Arusha: The East African Community (EAC) Heads of State meeting in Arusha, Tanzania, have today Friday tasked President Museveni to oversee the political federation process of the bloc.

The resolution, announced by the EAC Secretary General, Liberat Mfumekeko, at the close of the 20th Ordinary Summit of heads of state at the Arusha International Conference Centre, indicated that member states had nominated constitutional experts to guide the federation process.

President Museveni, said the secretary general, will now be responsible for offering political guidance to this team which is expected to present an interim report within seven months.

Earlier, President Museveni, who is the outgoing chairperson of the community, handed over office to his Rwandan counterpart, Paul Kagame, with a positive projection of the community’s future.

The East African Community, said President Museveni, has woken up and is now addressing core economic issues.

“For a long time with other groups like the World Bank, we have been talking about private sector led growth,” said President Museveni.

“But private sector cannot come in if you do not solve high costs of doing business. East Africa, however, is waking up.”

The President pointed out that the community was now tackling the key cost pushers, which include high cost of electricity, transport, labour and cost of finance.

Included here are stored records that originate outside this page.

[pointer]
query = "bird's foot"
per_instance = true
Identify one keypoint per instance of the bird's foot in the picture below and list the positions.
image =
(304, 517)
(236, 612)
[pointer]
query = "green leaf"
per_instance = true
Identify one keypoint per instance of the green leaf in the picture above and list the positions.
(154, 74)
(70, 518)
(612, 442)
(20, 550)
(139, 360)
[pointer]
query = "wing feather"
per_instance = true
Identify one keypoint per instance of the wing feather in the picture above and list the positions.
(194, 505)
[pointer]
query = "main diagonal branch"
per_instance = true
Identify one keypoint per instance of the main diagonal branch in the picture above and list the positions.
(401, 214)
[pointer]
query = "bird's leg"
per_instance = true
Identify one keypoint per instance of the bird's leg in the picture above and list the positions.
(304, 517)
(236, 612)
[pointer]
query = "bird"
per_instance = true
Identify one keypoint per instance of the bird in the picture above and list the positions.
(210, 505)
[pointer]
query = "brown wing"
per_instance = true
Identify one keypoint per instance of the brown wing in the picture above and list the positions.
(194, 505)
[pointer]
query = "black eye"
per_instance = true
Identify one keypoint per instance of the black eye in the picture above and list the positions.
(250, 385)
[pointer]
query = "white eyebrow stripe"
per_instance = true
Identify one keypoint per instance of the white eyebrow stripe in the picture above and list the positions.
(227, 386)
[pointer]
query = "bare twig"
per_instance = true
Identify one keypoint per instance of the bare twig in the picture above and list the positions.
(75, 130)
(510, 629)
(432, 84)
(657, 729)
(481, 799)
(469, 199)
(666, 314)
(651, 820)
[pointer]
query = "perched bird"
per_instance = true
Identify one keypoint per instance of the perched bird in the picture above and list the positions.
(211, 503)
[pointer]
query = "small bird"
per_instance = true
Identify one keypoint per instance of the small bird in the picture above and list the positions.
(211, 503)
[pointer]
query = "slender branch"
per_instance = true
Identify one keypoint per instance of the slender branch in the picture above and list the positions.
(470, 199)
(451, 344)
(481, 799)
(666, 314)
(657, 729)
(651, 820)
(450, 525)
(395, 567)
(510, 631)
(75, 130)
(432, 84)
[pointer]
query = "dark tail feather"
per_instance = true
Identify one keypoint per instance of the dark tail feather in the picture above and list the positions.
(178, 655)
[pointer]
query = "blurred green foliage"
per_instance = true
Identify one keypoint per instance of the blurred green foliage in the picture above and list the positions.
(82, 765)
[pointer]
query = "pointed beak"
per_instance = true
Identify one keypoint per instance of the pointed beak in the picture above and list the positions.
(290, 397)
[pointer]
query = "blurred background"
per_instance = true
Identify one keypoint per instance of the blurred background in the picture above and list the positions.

The region, President Museveni noted, must put more effort into addressing the cost of finance, which he said was still a sticking issue.

Also present at the summit, held under the theme “Enhancing the Economic, Social and Political Integration of the EAC”, were Presidents John Pombe Magufuli of Tanzania, Kenya’s Uhuru Kenyatta while Burundi’s delegation was led by 1st Vice President Gastone Sindimu.

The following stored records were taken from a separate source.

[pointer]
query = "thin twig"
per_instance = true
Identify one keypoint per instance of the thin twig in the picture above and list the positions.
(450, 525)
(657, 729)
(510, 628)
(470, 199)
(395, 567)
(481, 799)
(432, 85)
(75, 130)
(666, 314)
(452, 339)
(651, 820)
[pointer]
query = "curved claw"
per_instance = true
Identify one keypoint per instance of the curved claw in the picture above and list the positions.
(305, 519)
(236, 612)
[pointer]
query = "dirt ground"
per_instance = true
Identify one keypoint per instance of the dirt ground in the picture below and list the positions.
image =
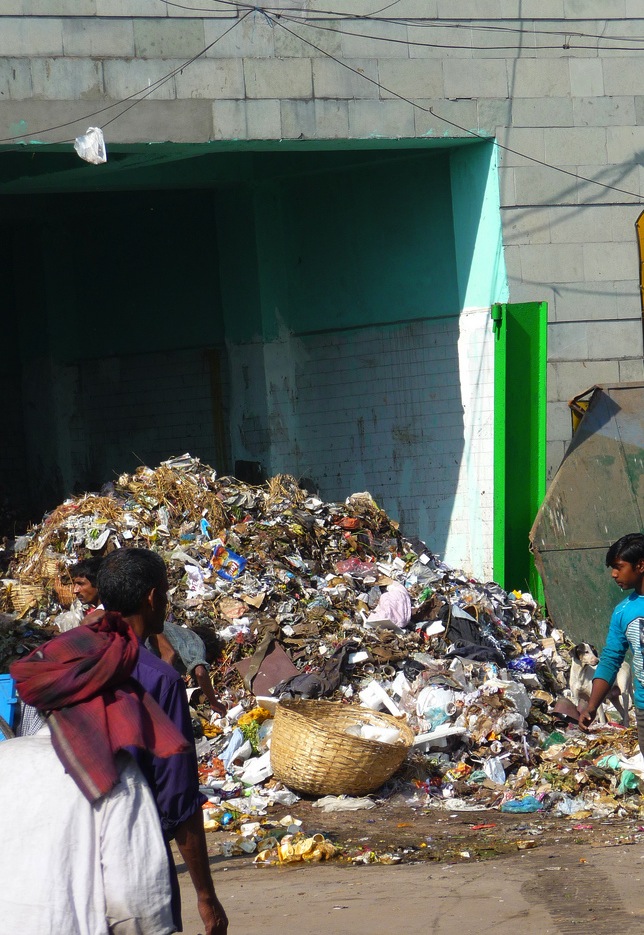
(529, 874)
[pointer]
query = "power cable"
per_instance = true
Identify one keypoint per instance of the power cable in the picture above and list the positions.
(438, 45)
(457, 126)
(134, 98)
(481, 24)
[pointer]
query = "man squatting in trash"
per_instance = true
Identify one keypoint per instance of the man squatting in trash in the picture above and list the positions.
(184, 649)
(134, 584)
(626, 631)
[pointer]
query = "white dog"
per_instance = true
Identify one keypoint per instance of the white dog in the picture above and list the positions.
(584, 661)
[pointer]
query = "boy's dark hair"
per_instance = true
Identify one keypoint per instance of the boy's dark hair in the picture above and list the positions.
(87, 568)
(127, 576)
(630, 548)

South Sudan’s President Salva Kiir was represented by his Minister for Trade and East African Affairs, Paul Mayom Akech.

Uganda’s Foreign Affairs Minister Sam Kutesa and the Ambassador to Tanzania Richard Kabonero graced the function.

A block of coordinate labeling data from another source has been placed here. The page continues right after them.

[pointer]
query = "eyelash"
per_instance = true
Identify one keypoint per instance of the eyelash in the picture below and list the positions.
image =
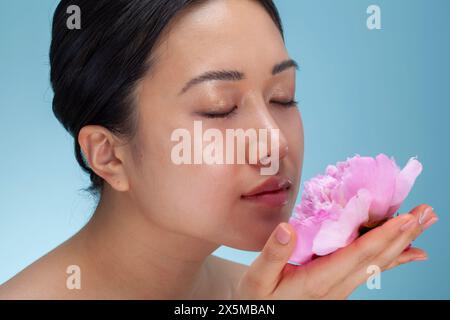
(233, 110)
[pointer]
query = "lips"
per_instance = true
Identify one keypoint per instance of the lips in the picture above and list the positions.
(272, 192)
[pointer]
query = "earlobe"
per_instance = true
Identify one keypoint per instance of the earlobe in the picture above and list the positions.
(99, 148)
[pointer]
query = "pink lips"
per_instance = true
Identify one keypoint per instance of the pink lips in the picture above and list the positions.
(272, 192)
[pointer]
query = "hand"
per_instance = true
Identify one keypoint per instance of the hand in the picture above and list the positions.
(338, 274)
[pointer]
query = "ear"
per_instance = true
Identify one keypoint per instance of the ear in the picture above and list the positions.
(102, 151)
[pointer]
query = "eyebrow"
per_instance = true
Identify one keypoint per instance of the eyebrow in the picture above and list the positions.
(234, 75)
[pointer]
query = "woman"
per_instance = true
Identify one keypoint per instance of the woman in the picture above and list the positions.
(135, 72)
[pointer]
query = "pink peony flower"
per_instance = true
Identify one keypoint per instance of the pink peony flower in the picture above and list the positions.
(358, 192)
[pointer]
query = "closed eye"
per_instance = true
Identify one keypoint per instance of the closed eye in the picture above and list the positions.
(218, 114)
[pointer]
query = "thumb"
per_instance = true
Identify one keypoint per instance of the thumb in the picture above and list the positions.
(265, 272)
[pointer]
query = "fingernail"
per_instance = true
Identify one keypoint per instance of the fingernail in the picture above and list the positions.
(424, 214)
(408, 225)
(283, 236)
(430, 223)
(421, 258)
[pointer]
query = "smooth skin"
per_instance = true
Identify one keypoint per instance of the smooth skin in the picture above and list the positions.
(157, 223)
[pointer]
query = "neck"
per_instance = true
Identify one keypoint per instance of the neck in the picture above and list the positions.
(135, 256)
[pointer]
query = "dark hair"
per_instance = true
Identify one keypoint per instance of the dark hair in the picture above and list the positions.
(95, 69)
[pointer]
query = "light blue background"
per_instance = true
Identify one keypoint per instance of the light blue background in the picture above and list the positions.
(360, 91)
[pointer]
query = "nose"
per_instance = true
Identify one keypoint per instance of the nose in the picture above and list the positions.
(271, 144)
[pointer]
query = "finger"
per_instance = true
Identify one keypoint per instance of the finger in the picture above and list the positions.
(411, 228)
(264, 273)
(412, 254)
(421, 215)
(333, 269)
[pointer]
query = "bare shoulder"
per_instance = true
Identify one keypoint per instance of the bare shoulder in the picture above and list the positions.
(43, 279)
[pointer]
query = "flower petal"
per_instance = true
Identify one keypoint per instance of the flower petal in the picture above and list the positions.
(334, 234)
(405, 180)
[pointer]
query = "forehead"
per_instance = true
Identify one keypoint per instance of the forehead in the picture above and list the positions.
(219, 34)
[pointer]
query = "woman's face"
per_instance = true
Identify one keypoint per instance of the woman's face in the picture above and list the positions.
(204, 200)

Both President Kagame and Mr. Mfumekeko paid tribute to President Museveni for steering the community well, since he assumed the reins in May 2017.

“I thank President Museveni. He has been very supportive,” said Mr Mfumekeko. “He has always given me audience when I needed it.”

The secretary general, noting that the EAC marks 20 years this year, listed several milestones attained by the community in the field of infrastructure, education and health among others.

The single customs territory, according to Mr Mfumekeko, is in progress and measures already adopted like one-stop border posts are making it easier to do business in the region.

He said Kenya, Uganda and Rwanda were now recognizing national identity cards as travel documents, adding: “The EAC of today is not that of 20 years ago. We are more vibrant with more improved change in socio-economic spheres.”

On his part, President Kagame said this summit “comes at an important moment as we approach the 20th anniversary of the revival of the EAC. We have much to celebrate. But it is also a moment to reflect on the meaning and value of this Community which is important to all of us.”

He said EAC is an opportunity to “address whatever challenges exist directly and frankly, so that we can move confidently together into the future.”

Kagame emphasised that leaders cannot afford to “fall behind particularly when the EAC was starting to make good progress. It is up to us to ensure that this community works for us as it should.”

Addressing the assembly, the Chairman of the East African Business Community, Nicholas Nesbitt, challenged the community to walk the talk on integration.

“Let us think region before we think nation. Let us have an East African perspective to business. It is shameful that 150 million buy second-hand shoes, clothes, from third parties yet our cotton industries are dying, our ginneries degenerating,” said Mr Nesbitt, who is also the General Manager IBM East Africa.

“Let us produce value, we should manufacture and not just be traders. Let us create value chains. If Kenya assembles cars in Thika, why should the tyres not be made in Tanzania, the exhaust pipes in Uganda and dashboards in Rwanda? Let it be a truly East African car,” he said.

At the summit, Tanzania’s Justice Sauda Mujasiri, was sworn in as a judge of the Appellate Division of the East African Court of Justice.